As usual, the argument in Boyer came down to a choice between the “plain meaning” of the removal statute (21 U.S.C. §1441(b)), and the plaintiff’s claim that removal before service was some sort of gimmick that courts simply should not allow, no matter what Congress provided. The court (Judge Ludwig) came down on the side of plain meaning. Slip op. at 2-6 (collecting cases – including some we haven’t cited before in the blog).
A couple of notes about Boyer:
First, the court drew a distinction between removal before service by the forum as opposed to the non-forum defendant, and suggested that remand is more appropriate “where the unserved removing party was the forum defendant.” Boyer, slip op. at 4 n.2. We don’t think that should matter, but to the extent that it does – a word to the wise is sufficient. If the defendant has a choice (and in Boyer we think there was), then always have the non-forum defendant do the removing. No use handing the other side an issue that can be avoided.
Second, the plaintiff in Boyer did something a little unusual – serving the forum defendant anyway after the case was removed, and claiming that made a difference. One reason that argument’s unusual is probably that it’s quite meritless. As the court observed, “[t]he propriety of removal is determined as of the date of removal.” Slip op. at 4 (citing Wright & Miller).

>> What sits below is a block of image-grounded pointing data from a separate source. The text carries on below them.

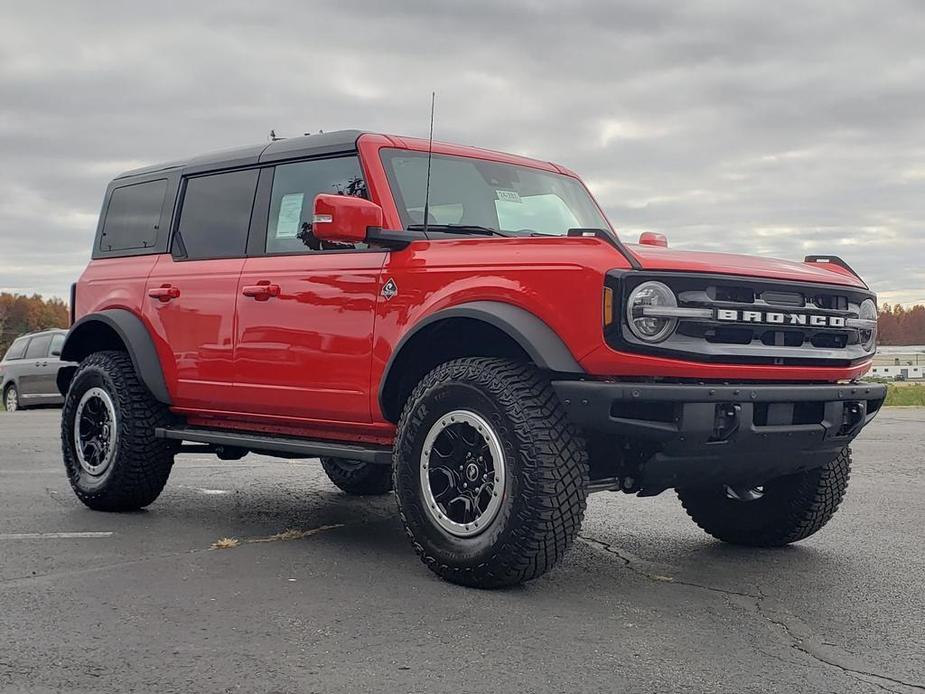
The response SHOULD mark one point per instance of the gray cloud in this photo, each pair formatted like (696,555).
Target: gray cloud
(782,129)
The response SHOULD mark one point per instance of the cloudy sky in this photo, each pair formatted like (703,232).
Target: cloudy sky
(775,128)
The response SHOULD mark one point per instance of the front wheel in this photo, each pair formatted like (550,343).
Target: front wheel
(113,460)
(781,511)
(490,477)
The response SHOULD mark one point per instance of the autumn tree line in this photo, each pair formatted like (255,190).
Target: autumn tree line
(25,314)
(902,326)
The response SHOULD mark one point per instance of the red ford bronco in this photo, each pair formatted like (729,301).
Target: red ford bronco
(464,327)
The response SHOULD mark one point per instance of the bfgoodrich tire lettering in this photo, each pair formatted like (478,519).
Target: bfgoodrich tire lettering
(356,477)
(789,508)
(545,480)
(139,465)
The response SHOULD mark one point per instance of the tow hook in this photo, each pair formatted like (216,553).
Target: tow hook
(854,414)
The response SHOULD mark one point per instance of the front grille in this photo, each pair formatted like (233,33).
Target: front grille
(811,328)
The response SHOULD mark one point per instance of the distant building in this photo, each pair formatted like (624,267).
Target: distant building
(903,372)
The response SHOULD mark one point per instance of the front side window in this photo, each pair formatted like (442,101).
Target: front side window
(291,203)
(133,217)
(17,350)
(216,215)
(466,191)
(38,347)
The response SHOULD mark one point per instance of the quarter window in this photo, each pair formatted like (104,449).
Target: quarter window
(38,347)
(133,217)
(294,189)
(216,215)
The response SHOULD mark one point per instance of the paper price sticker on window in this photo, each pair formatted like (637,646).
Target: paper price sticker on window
(508,195)
(290,216)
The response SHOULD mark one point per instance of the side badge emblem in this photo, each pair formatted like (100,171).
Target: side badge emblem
(390,289)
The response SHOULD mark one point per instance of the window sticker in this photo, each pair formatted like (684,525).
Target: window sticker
(290,216)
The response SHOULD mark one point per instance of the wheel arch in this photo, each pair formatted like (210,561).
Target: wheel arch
(478,328)
(114,329)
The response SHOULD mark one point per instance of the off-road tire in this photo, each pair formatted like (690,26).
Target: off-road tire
(355,477)
(546,476)
(6,392)
(142,463)
(792,507)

So if you’re keeping track, Boyer is one more win for the good guys. We’ll close the way the court did:
[T]he propriety of pre-service removal has been recognized. . . . [T]he removal statutes expressly permit defendants to remove state court actions to federal court prior to service. The pre-service removal of this action by a non-forum defendant where the forum defendant had not been served prior to removal was proper under the unambiguous language of §1441(b).
Boyer, slip op. at 4-5 (citations omitted).